In meinem Kopf erscheinen einige heftige Flüche. Ich ziehe die Schultern ein wenig hoch und wende mich beschämt von dem Mann ab.

Der macht plötzlich einen Schritt auf mich zu und packt mich grob an der Schulter. Das „Autsch!" liegt mir auf den Lippen, aber ich beiße mir lieber auf die Zunge als dem Lehrer zu zeigen, dass das wehgetan hat.

„Laufen Sie direkt neben mir, dann stolpern sie hoffentlich nicht mehr. Bäume sehen Sie hoffentlich noch selbst..."

Ganz blind kann er ja nicht sein...

Ich bringe ein zittriges „Mhm" heraus und gebe mein bestes, dem Mann wirklich nicht nur hinterher zu stolpern.

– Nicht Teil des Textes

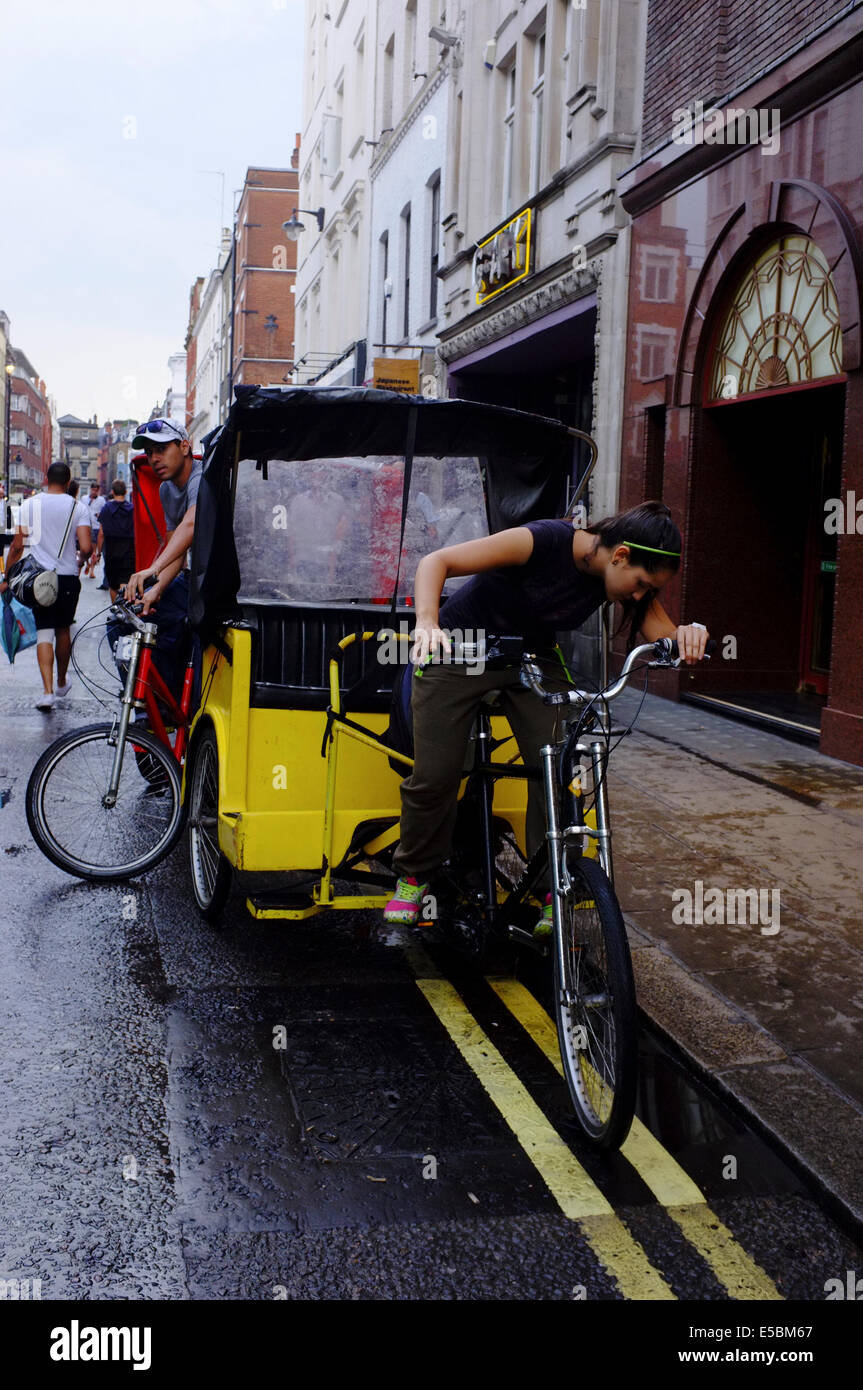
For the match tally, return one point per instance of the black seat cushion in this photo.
(291, 651)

Mr Splint zieht mich aber in schnellem Tempo hinter sich her. Ich versuche mit wackligen Schritten mitzuhalten, aber es ist wirklich schwer und es ist kaum zu vermeiden, dass ich über meine eigenen Füße und ein paar kleine Äste stolpere. Mr Splint grummelt verärgerte Worte vor sich hin und ein paar Flüche höre ich auch in meinem Kopf. Er führt mich ein paar Minuten quer durch den Wald. Obwohl es schwer ist dem Lehrer einfach so zu vertrauen, habe ich keine andere Wahl und muss am Ende auch zugeben, dass er mich gut geführt hat.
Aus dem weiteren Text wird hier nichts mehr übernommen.